February 17, 2008 · 13 Comments

So yixing pots are supposed to be seasoned over time as you use it… but how exactly does that happen?

I’ve been more than puzzled by the exact process. Supposedly, the pots will slowly gain a shine as you use them. You’re supposed to use a wet cloth to sort of buff the pot, basically, after using them and while they’re still hot, ideally. But there are many, many theories out there about the way you raise a pot. Some say you should just leave leaves in them. Some say you should clean them out right away. Some say it’s good to polish them often. Some say it’s good to not do it very often. Some say it’s important to use only one tea in them. Some say it doesn’t really matter how many kinds of teas you use in your pot.

The information has been, on the whole, contradictory. I cannot help but feel though that much of it is magic, and not really true.

What I can say is this — that over time, at least for the pots that I have raised myself, they do slowly gain a shine. I usually pour the wash over the pot while I am brewing my first infusion. Otherwise, I just pour hot water over them. I rarely rub them with a towel — maybe once a month, if even. I don’t usually leave leaves in them over night. I clean them out after using them. The most obvious change happened to my young puerh pot, which was fresh from the kiln when I got it. Now it’s actually got quite a sheen to it after about a year’s use.

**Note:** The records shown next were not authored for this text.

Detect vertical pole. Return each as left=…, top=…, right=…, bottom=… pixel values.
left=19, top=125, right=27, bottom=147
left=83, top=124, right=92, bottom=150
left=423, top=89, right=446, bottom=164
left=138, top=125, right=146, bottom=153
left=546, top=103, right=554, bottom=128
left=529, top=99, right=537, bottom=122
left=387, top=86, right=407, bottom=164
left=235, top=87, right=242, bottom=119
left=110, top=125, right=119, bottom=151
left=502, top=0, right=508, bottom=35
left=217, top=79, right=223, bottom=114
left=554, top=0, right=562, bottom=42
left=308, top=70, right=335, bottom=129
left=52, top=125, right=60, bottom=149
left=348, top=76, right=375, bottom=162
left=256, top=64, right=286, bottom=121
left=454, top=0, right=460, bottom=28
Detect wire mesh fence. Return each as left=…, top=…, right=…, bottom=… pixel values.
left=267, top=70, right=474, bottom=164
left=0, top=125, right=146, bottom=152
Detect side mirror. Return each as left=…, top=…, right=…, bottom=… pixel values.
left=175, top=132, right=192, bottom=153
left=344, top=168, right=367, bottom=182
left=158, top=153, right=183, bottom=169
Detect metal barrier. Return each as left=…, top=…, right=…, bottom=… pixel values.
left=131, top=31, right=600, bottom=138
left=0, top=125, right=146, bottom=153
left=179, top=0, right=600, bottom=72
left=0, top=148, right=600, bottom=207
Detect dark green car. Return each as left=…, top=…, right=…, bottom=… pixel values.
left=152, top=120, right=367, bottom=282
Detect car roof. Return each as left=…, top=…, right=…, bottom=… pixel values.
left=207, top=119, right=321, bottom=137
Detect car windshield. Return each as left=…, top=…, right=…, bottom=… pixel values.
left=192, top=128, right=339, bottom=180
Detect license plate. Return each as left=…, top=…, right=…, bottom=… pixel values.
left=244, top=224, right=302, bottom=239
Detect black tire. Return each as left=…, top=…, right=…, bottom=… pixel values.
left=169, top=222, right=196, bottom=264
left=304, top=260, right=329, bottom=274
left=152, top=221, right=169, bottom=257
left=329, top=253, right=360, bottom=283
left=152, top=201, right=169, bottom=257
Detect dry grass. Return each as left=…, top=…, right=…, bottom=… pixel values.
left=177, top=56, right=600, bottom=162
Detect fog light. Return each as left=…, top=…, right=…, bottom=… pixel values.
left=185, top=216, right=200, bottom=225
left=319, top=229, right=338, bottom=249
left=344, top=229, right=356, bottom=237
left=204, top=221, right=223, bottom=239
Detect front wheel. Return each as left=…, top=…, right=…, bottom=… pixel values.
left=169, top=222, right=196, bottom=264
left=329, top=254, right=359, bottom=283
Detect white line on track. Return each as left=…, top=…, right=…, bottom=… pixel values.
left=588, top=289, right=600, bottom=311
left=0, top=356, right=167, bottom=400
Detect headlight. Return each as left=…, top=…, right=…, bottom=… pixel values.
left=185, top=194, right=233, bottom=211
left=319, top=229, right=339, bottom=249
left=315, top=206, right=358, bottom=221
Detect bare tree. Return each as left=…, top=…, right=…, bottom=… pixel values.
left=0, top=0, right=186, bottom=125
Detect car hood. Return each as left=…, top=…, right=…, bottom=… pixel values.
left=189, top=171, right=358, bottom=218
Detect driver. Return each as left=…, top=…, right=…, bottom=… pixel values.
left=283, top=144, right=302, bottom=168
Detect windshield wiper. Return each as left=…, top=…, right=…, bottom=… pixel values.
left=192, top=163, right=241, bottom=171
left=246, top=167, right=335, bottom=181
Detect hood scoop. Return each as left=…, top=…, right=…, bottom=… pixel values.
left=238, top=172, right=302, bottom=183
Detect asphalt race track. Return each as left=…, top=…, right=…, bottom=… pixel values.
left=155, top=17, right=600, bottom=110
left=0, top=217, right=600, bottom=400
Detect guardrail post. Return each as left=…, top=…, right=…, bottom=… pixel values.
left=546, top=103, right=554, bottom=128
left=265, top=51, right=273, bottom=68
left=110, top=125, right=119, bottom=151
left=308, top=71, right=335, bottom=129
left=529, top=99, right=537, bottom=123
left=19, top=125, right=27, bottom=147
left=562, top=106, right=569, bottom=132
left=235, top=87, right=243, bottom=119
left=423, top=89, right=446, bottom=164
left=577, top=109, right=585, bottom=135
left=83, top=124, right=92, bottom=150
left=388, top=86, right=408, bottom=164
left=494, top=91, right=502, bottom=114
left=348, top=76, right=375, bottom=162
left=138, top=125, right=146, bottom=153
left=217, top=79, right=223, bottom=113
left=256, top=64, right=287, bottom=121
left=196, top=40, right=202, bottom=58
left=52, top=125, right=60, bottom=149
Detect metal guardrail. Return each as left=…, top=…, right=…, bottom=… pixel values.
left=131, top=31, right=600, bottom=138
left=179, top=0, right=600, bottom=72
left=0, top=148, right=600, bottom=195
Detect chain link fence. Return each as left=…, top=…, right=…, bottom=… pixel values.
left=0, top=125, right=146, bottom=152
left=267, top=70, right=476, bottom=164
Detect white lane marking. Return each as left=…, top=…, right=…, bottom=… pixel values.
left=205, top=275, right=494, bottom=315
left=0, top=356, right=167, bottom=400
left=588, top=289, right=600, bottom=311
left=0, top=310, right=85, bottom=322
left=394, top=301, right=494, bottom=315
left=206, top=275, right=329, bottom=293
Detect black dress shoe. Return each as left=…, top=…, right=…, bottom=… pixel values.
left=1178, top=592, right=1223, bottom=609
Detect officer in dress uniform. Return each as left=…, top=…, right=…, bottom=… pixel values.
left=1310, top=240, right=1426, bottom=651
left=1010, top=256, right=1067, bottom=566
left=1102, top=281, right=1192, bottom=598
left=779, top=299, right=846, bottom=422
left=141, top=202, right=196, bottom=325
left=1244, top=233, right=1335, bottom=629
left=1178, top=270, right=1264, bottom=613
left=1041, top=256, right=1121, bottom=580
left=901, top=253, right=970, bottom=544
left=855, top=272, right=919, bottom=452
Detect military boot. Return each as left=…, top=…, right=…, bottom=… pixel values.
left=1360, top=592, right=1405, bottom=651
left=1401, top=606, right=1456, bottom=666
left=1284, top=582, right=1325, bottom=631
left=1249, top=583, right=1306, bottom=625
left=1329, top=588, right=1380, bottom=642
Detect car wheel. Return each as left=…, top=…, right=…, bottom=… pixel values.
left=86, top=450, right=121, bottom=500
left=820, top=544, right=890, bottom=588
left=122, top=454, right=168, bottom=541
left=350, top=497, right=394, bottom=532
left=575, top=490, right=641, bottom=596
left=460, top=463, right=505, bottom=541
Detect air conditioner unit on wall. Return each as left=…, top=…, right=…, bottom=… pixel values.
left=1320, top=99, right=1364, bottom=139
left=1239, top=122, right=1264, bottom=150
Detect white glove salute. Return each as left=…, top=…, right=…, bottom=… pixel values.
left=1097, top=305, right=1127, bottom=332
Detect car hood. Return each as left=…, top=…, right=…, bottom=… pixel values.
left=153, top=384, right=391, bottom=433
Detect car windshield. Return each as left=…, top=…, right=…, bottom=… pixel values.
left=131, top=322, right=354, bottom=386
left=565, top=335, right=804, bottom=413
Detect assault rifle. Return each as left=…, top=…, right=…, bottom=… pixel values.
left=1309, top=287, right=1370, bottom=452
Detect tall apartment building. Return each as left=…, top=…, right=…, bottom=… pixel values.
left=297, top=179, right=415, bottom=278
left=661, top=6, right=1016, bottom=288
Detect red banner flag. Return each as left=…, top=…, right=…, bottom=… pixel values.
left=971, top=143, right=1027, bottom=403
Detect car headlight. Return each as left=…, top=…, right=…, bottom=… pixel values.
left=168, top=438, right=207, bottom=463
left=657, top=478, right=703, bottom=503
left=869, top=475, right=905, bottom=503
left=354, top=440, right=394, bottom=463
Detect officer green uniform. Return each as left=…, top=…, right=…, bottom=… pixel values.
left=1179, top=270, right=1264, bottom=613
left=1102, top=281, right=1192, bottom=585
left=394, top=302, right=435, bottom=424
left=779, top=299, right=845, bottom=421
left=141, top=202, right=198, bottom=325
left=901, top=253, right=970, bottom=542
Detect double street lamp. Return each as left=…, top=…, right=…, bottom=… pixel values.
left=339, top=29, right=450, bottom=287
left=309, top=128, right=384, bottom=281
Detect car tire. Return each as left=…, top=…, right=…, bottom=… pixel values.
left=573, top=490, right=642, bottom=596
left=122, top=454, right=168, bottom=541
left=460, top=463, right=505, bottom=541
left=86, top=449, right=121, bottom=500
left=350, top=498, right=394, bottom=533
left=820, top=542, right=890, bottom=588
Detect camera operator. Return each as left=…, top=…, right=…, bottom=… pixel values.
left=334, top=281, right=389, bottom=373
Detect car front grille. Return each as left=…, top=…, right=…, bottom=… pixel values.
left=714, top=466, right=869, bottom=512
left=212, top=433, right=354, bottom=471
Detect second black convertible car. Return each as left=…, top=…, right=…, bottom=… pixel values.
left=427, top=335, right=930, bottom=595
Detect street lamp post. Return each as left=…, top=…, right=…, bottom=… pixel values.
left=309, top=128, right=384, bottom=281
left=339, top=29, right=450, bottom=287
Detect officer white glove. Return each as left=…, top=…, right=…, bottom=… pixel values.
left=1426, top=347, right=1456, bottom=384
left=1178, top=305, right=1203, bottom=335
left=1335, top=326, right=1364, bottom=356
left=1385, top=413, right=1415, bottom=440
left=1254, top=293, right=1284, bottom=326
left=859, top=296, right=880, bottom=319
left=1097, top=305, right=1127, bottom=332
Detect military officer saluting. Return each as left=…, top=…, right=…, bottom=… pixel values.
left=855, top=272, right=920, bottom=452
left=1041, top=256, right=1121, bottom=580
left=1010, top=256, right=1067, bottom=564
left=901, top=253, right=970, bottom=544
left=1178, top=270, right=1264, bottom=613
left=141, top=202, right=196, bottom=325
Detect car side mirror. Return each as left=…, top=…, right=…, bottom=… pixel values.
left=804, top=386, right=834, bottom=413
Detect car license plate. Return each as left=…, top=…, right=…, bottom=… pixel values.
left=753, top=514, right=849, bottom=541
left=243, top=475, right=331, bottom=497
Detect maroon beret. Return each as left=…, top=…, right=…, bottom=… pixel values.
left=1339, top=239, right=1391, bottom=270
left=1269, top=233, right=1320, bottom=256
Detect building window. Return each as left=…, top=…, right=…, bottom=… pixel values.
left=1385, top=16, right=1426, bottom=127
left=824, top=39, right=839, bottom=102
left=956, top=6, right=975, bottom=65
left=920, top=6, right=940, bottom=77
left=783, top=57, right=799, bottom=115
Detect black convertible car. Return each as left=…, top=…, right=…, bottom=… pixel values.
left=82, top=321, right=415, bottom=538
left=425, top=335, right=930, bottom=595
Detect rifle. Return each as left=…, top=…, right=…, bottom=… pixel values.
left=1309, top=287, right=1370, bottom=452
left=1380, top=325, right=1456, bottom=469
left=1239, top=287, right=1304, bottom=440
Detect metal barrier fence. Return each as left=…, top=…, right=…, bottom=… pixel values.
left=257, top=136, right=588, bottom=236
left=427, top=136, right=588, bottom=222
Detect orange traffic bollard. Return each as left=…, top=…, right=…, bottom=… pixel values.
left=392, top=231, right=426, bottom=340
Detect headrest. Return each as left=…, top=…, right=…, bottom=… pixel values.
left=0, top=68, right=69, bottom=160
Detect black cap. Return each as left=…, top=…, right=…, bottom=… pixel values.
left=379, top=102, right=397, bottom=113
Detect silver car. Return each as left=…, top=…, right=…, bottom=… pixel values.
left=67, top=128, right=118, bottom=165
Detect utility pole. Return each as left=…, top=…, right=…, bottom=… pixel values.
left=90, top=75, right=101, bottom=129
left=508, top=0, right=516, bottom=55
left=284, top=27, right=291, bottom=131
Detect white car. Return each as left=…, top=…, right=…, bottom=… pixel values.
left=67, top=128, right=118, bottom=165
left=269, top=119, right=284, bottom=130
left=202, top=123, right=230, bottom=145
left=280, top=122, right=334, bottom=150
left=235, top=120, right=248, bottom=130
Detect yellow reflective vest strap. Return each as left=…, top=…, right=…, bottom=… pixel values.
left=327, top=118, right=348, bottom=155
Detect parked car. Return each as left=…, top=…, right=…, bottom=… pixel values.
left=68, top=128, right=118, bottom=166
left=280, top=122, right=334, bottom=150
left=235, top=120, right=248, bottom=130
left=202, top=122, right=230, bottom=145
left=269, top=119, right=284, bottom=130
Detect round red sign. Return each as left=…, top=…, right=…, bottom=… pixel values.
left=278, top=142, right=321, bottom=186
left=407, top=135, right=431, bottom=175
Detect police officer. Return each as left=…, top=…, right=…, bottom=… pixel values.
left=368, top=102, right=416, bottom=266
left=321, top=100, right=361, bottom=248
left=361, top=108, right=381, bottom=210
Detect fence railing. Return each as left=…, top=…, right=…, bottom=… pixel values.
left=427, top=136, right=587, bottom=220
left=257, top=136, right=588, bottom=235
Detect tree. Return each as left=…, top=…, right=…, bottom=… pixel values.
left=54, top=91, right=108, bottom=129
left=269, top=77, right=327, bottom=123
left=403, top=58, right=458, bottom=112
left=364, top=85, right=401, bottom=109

There is also the matter of the clay’s quality. I am currently running an experiment on a cheap pot that broke on its way from Taiwan to here. Basically, I’m soaking it in my spent tea leaves every night before I go to bed. I have noticed that it started doing what they call “spitting black”, basically, black spots that show up on the pot. They don’t go away. Supposedly, from what I’ve read online, they are the result of under-firing of the pot. The pores are too big, and the iron ions of the tea (supposedly one of the things in it) will infiltrate these pores and somehow a reaction happen and it turns black. All pots eventually do this, but really underfired ones are more likely to do this, and at a faster rate.

This is only what I’ve read. I don’t know if it’s true. It’ll be pretty interesting if it were true. The black spots, I should add, are quite numerous. Maybe I’ll show you all a picture when I get better lighting. The thing though is that before I used it, the pot doesn’t look that different from many other ones. I could sort of tell it was slightly on the low density side of things, but it was not obviously so.

Anybody got pot-raising stories to share?